The exhibition that is on show at the Salvatore Ferragamo Museum until March 10, 2019, entitled ‘Italy in Hollywood‘ explores Italian migration to California and the influence it had there on movie and music productions between 1915 and 1927, the period the luxury shoemaker spent there.
Curated by Giuliana Muscio and Stefania Ricci, the exhibition allows visitors to be immersed in a real-life movie set, also thanks to the scenographic setup by Maurizio Balò, who took inspiration from the American studios of the 1920s. On display there are the years that Salvatore Ferragamo spent in California, especially in Santa Barbara, and with a special look at his collaborations with the most famous movie directors of the era, such as David Wark Griffith and Cecil B. DeMille.
‘Italy in Hollywood‘ also recounts the opening of the Hollywood Boot Shop, the Hollywood Boulevard store visited by stars such as Charlie Chaplin, Rodolfo Valentino, and Joan Crawford. Photographs, film clips, objects, clothing and artistic depictions illustrate the relationships and the role played by Italians and Italian art in the birth of silent movies, while also exploring this theme in a contemporary light.

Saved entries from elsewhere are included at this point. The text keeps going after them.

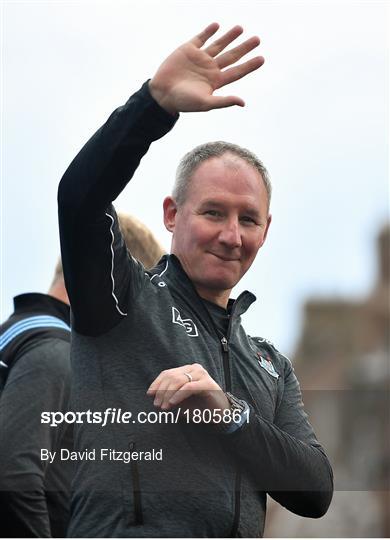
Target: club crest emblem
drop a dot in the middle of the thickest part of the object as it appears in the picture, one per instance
(188, 324)
(266, 364)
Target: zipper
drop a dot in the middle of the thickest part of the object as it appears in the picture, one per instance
(237, 483)
(226, 364)
(136, 489)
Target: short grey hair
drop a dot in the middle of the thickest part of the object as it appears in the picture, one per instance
(191, 161)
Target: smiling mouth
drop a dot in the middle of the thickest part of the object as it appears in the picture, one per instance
(225, 259)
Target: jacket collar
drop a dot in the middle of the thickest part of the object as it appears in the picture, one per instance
(170, 270)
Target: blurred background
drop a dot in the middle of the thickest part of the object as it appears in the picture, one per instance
(316, 114)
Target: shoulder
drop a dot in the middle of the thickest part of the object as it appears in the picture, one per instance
(267, 348)
(49, 357)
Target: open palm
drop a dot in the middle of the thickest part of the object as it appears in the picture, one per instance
(188, 78)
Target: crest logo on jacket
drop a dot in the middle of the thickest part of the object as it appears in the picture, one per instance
(266, 364)
(188, 324)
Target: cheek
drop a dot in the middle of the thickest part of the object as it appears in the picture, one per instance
(252, 245)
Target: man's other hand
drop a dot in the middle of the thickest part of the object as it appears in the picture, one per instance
(174, 386)
(187, 79)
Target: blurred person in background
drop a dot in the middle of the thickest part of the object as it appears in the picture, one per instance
(35, 376)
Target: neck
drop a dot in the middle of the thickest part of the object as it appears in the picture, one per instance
(221, 298)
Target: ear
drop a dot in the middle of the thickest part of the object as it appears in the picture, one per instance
(170, 211)
(269, 219)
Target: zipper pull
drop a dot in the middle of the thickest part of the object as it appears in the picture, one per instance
(225, 345)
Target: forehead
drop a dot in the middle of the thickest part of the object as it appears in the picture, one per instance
(226, 176)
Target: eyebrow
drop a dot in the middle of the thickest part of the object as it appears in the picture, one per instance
(250, 211)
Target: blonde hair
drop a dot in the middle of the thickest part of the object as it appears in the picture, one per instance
(139, 240)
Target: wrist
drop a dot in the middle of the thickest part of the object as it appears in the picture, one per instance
(160, 96)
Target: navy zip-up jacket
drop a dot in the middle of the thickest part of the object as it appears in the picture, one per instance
(129, 325)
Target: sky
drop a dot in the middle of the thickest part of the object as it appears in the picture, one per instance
(317, 115)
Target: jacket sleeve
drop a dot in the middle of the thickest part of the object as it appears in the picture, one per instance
(284, 456)
(39, 381)
(97, 267)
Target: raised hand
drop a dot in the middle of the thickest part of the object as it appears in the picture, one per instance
(187, 79)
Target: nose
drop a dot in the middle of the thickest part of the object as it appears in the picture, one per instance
(230, 234)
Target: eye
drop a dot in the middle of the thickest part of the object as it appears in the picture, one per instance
(248, 220)
(213, 213)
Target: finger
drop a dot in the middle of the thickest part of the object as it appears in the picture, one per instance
(160, 393)
(155, 384)
(185, 392)
(220, 102)
(233, 74)
(200, 39)
(165, 373)
(232, 56)
(219, 45)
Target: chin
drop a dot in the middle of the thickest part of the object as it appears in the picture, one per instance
(219, 282)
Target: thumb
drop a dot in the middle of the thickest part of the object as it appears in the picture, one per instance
(220, 102)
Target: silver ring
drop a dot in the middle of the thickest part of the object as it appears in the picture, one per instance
(189, 376)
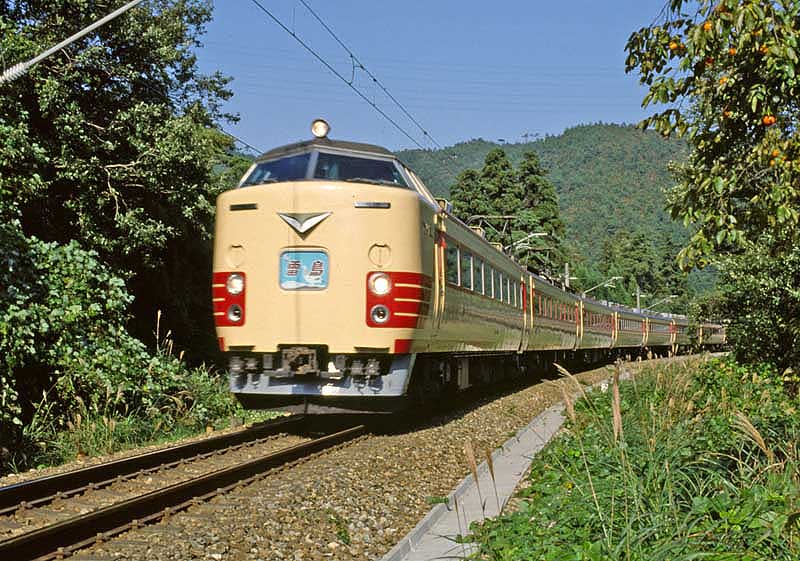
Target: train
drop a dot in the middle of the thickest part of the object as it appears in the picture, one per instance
(340, 283)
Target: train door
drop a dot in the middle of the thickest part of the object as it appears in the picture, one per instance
(526, 290)
(614, 328)
(440, 264)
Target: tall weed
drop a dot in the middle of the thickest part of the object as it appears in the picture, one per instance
(693, 461)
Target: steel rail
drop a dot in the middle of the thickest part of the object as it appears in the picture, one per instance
(83, 529)
(45, 489)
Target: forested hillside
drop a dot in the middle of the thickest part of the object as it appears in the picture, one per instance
(608, 178)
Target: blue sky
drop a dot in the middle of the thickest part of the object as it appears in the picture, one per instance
(496, 70)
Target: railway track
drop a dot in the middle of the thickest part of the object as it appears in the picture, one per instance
(55, 516)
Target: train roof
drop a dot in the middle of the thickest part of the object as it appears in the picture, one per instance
(326, 143)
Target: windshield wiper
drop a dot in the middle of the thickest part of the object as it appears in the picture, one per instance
(373, 181)
(260, 182)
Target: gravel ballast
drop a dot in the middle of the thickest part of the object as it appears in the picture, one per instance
(352, 503)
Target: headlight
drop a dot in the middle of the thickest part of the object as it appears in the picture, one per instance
(379, 314)
(235, 284)
(235, 313)
(380, 284)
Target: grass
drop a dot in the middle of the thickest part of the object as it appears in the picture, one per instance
(689, 461)
(96, 433)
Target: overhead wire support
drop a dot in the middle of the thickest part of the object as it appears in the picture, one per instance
(337, 74)
(361, 66)
(21, 68)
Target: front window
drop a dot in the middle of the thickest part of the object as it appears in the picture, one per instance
(291, 168)
(351, 168)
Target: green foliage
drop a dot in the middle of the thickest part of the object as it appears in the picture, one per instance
(705, 469)
(64, 352)
(111, 142)
(607, 178)
(726, 70)
(759, 294)
(525, 194)
(109, 165)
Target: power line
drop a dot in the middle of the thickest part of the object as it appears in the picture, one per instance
(21, 68)
(337, 74)
(370, 74)
(240, 141)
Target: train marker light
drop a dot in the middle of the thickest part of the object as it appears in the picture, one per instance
(380, 284)
(379, 314)
(320, 128)
(235, 313)
(235, 284)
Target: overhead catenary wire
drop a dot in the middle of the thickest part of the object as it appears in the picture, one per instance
(370, 74)
(327, 65)
(21, 68)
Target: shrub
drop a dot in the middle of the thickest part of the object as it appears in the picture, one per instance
(65, 352)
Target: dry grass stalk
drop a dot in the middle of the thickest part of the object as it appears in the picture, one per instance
(490, 463)
(616, 407)
(745, 427)
(469, 452)
(567, 402)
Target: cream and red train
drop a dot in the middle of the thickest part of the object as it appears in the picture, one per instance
(341, 283)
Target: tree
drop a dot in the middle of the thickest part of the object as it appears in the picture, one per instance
(110, 161)
(541, 201)
(525, 194)
(727, 72)
(112, 143)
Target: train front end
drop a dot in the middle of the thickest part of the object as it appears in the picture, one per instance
(321, 283)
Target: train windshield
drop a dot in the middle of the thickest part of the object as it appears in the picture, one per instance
(352, 168)
(291, 168)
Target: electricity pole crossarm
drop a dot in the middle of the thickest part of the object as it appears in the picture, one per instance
(21, 68)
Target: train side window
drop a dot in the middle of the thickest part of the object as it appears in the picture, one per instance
(452, 264)
(466, 270)
(477, 275)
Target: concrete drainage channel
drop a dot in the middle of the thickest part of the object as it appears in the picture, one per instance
(434, 536)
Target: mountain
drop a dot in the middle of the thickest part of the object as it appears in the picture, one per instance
(608, 178)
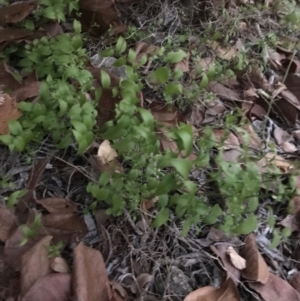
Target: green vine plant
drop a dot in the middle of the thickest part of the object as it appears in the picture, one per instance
(64, 112)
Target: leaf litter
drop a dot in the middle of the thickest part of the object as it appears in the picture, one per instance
(122, 265)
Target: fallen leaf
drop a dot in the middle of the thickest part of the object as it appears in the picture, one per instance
(96, 17)
(35, 264)
(106, 153)
(64, 227)
(59, 265)
(58, 205)
(90, 281)
(236, 260)
(8, 111)
(225, 53)
(16, 12)
(138, 285)
(53, 287)
(13, 251)
(284, 165)
(256, 268)
(227, 292)
(220, 250)
(223, 92)
(275, 289)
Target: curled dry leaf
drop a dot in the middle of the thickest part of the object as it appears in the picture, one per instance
(106, 153)
(284, 165)
(13, 251)
(138, 285)
(275, 289)
(8, 111)
(35, 264)
(64, 227)
(53, 287)
(58, 205)
(227, 292)
(59, 265)
(256, 268)
(236, 260)
(90, 281)
(232, 272)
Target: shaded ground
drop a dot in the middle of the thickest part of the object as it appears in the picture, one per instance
(249, 52)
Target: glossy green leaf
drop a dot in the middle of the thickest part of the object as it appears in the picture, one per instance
(162, 74)
(176, 56)
(161, 218)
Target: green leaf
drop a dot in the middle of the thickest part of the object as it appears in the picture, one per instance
(183, 166)
(104, 178)
(214, 214)
(161, 218)
(79, 126)
(163, 200)
(162, 74)
(77, 26)
(82, 146)
(186, 227)
(131, 55)
(6, 139)
(105, 79)
(185, 134)
(276, 239)
(204, 81)
(120, 62)
(15, 127)
(176, 56)
(173, 88)
(248, 225)
(121, 45)
(167, 184)
(107, 52)
(19, 143)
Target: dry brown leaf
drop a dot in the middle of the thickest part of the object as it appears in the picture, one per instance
(53, 287)
(13, 251)
(256, 268)
(227, 292)
(184, 64)
(35, 264)
(7, 223)
(220, 250)
(249, 137)
(59, 265)
(100, 13)
(8, 111)
(138, 285)
(90, 281)
(58, 205)
(275, 289)
(284, 165)
(64, 227)
(106, 153)
(223, 92)
(225, 53)
(236, 260)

The Ferragamo brand has a long-standing connection with the U.S., which began when its founder Salvatore left his Italian hometown, Naples, for to move to Boston in 1914, and subsequently to California in 1915. There his successful made-to-measure shoes became such a must-have item among celebrities that became known as the “shoemaker to the stars”. He also studied anatomy at the University of South California to improve the comfort of his creations.